株式会社ヒューマンアルバ

依存症コラムアルコール等の依存症回復ワーク5.依存していた生活からの回復段階(ステージ2,3)

ステージ2:ハネムーン期(2週間目~3ヶ月目)

新しい生活に慣れてくると、良い気分になって「もう、自分は大丈夫だ」と、自分に自信がついてきます。 ただし、自信の持ち過ぎは、注意が必要です。

「もう自分が回復したから、1回ぐらいいいかな」と謎の正当化をして、アルコール摂取、薬物使用をしてしまう危険性が有ります。

 

この時期は、比較的ご本人は元気です。

ですから、この後にやってくる「壁」期に備えて、自分の回復に役立つものを見つけておくことが、ご本人のためになります。

 

回復に役立つのは、

 

・運動など健康的に体を動かす機会

・規則正しい生活ができるよう、生活のスケジュールをつくり、運用する

・病院・民間回復施設のプログラムに参加する

・AA,NAなどの自助グループに定期的に参加する

 

ことなどが挙げられます。

 

 

 

ステージ3:「壁」期(4ヶ月目~6ヶ月目)

アルコール、薬物をやめて3ヶ月ぐらいたつと、今度は壁にぶつかったような期分、「なんか気分がよくない」「こんな生活はうんざりだな、しんどいな」と思うような時期がやってきます。
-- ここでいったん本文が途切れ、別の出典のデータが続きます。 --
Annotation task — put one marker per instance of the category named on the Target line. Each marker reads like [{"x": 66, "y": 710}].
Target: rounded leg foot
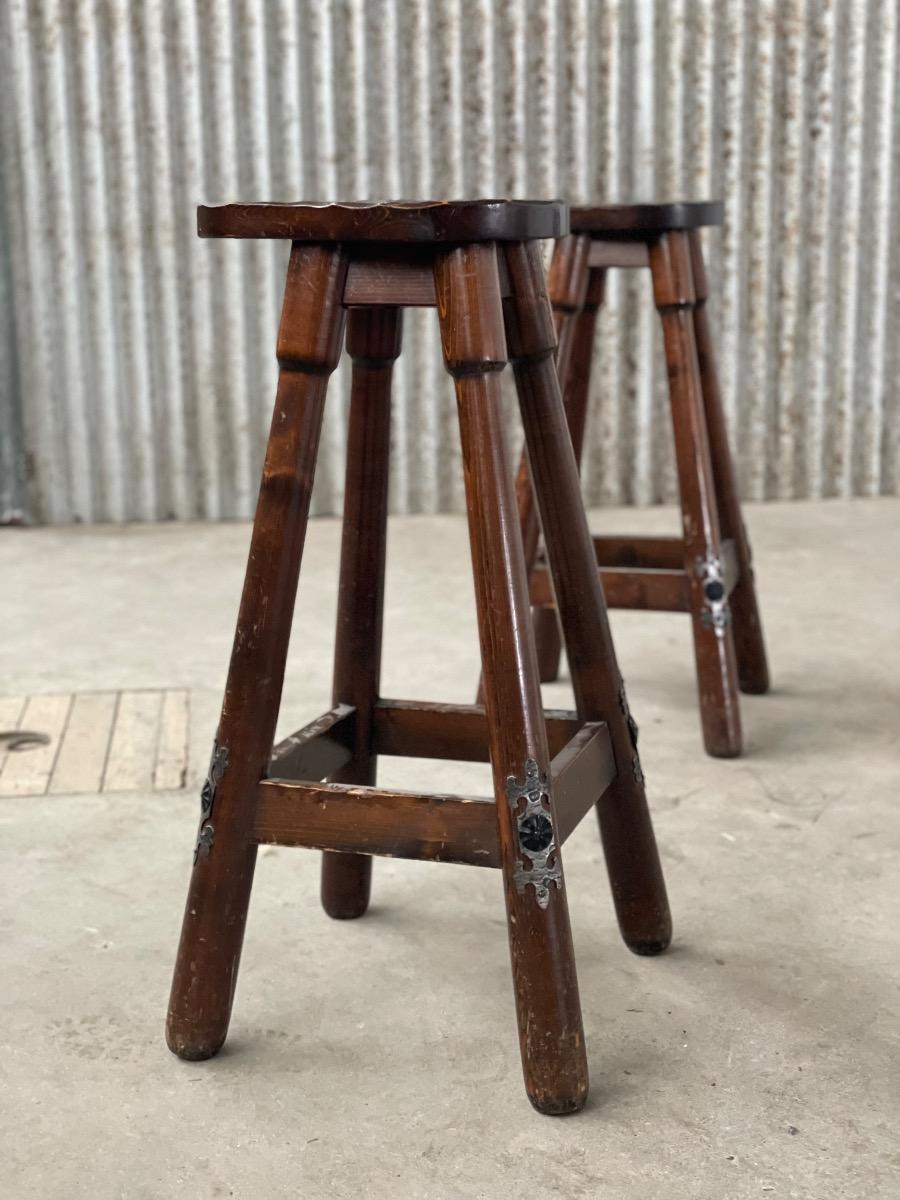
[
  {"x": 192, "y": 1043},
  {"x": 346, "y": 885},
  {"x": 559, "y": 1105}
]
この「壁」期の症状は、長年、アルコール・薬物を使うことで晴らしてきた「心のうさ」を晴らせなくなったことから生じる症状です。

しかし、この症状がでてくるということは、心や体が少しずつアルコール、薬物から遠のいていることの証明でもあります。

 

とはいえ、この時期に、再びアルコール、薬物を使用する人は多いです。

嫌気がさすような今の生活に比べて、昔の薬物をつかっていた時期の楽しい刺激的な生活が、なつかしく・羨ましく感じられるからです。

アルコール、薬物等の依存症から回復する上で、この「壁」期が一番辛い時期と言えるでしょう。

 

自分が今「壁」期にいるかもしれないと認識するために、その時期の症状としてよく現れるものを紹介します。

 

・うつ

・不安

・イライラ

・物事全般的に関心を失う

・気分の変動

・デイケアや作業所にいかない

・アルコール、薬物経の強い欲求

・アルコール摂取、薬物使用

・治療をうけたくなくなる

・施設のルールに違反する

・過去の失敗をくよくよ悩む

・人間関係のトラブル

・理屈をつけて、治療を勝手にやめてしまう

・エネルギーを失ったように感じる

・しらふ状態でいることのメリットを感じなくなる

・運動をやめてしまう

・ひきこもってしまう

・アルコール、薬物の引き金に気づいたら、近づいている

・人生に希望がないと感じてしまう

・頭がぼーっとして、物事が考えられなくなる

 

もし、ご本人がこの事項で5個以上当てはまる場合は、「壁」期にいることになります。

 

この厳しい「壁」期を乗り越えるために有効なのは、とにかく活動的に日々を過ごすことです。